Global Footprint Network’s visit to Australia coincides with the development of our Sustainable Economy program, which aims to highlight options for Australia to make a rapid transition to an environmentally sustainable economy.
About Pati Poblete
Director, World Outreach and Media
Pati is charged with developing Global Footprint Network’s Communications strategy, communicating our activities to the public and helping to raise global awareness about the Ecological Footprint and our work. Prior to joining Global Footprint Network, Pati was a journalist for 15 years, working as a columnist and editorial writer for the San Francisco Chronicle, deputy editorial page editor for the Honolulu Advertiser and staff editor at numerous Bay Area daily newspapers. Her yearlong editorial series on foster care reform in California for the San Francisco Chronicle helped lead to numerous changes in the state law, and won her numerous national awards, including first place in the National Headliners Award, Scripps Howard National Journalism Award, Society of Professional Journalists Sigma Chi Award and the Casey Medal for Meritorious Journalism. Pati was also the Chronicle’s nominee for Pulitzer Prize in editorial writing in 2006 and 2007. She is the author of “The Oracles: My Filipino Grandparents in America”.

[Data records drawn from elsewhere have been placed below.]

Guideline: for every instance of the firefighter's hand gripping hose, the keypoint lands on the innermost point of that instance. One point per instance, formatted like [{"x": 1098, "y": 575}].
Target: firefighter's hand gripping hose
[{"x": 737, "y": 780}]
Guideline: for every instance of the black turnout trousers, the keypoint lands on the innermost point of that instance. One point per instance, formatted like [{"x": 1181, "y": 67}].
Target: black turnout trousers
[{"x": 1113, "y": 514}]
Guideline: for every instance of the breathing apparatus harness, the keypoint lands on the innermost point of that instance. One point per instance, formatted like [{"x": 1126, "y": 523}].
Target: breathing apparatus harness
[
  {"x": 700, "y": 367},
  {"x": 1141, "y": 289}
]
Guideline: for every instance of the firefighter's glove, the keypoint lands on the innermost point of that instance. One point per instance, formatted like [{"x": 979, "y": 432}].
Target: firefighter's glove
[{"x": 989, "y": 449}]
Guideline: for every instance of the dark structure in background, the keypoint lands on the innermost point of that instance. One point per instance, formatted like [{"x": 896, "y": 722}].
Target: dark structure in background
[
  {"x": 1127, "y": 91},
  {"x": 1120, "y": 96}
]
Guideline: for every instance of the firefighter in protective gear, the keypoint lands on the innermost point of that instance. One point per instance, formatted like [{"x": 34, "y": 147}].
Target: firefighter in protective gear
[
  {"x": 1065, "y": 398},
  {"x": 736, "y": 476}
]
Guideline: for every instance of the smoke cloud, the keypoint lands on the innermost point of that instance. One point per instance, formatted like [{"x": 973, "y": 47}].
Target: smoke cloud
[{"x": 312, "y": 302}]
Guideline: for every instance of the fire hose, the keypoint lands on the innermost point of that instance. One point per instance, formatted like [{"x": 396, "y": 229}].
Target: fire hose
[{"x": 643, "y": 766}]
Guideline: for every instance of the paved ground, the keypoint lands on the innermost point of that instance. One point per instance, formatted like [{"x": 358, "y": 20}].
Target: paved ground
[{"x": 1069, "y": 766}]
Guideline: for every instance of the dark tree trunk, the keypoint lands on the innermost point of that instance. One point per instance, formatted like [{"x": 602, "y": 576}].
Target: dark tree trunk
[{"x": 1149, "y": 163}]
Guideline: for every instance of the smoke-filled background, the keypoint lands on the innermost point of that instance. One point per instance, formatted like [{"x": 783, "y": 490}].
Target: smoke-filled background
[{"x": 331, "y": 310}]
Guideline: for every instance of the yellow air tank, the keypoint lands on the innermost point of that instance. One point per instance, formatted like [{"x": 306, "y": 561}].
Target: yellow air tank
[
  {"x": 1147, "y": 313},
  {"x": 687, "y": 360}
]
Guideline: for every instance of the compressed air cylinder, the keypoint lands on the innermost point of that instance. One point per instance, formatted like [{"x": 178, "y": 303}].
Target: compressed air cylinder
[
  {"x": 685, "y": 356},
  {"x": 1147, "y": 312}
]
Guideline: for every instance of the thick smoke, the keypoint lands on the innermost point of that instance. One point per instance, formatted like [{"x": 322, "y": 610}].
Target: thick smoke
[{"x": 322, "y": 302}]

About Global Footprint Network
Global Footprint Network is an international think tank working to advance sustainability through use of the Ecological Footprint, a resource accounting tool that measures how much nature we have, how much we use and who uses what. By making ecological limits central to decision-making, we are working to end overshoot and create a society where all people can live well, within the means of one planet. Global Footprint Network defines overshoot as a systemic problem, of which climate change and water shortage are symptoms, as are collapsed fisheries, deforestation, soil degradation and species loss. It is a problem that threatens all societies and economies and, at the same time, disproportionately and most gravely threatens the world’s poor. In 2003, Global Footprint Network was launched, using a bold and breakthrough notion: that the problem of overshoot could begin to be addressed through a resource accounting system. As of today, the Ecological Footprint is the only resource accounting tool that can measure both the availability of the planet’s ecological resources as well as our use of them. Since its foundation, Global Footprint Network has been a key player in advancing the science and use of the Footprint, supporting a world-wide effort to make the Footprint an ever more robust and credible measure of human demand on the biosphere. As ecological pressures deepen, it is becoming increasingly risky for governments to maintain resource- and carbon-intensive economies, and increasingly advantageous for them to lead the way in sustainability policy and innovation.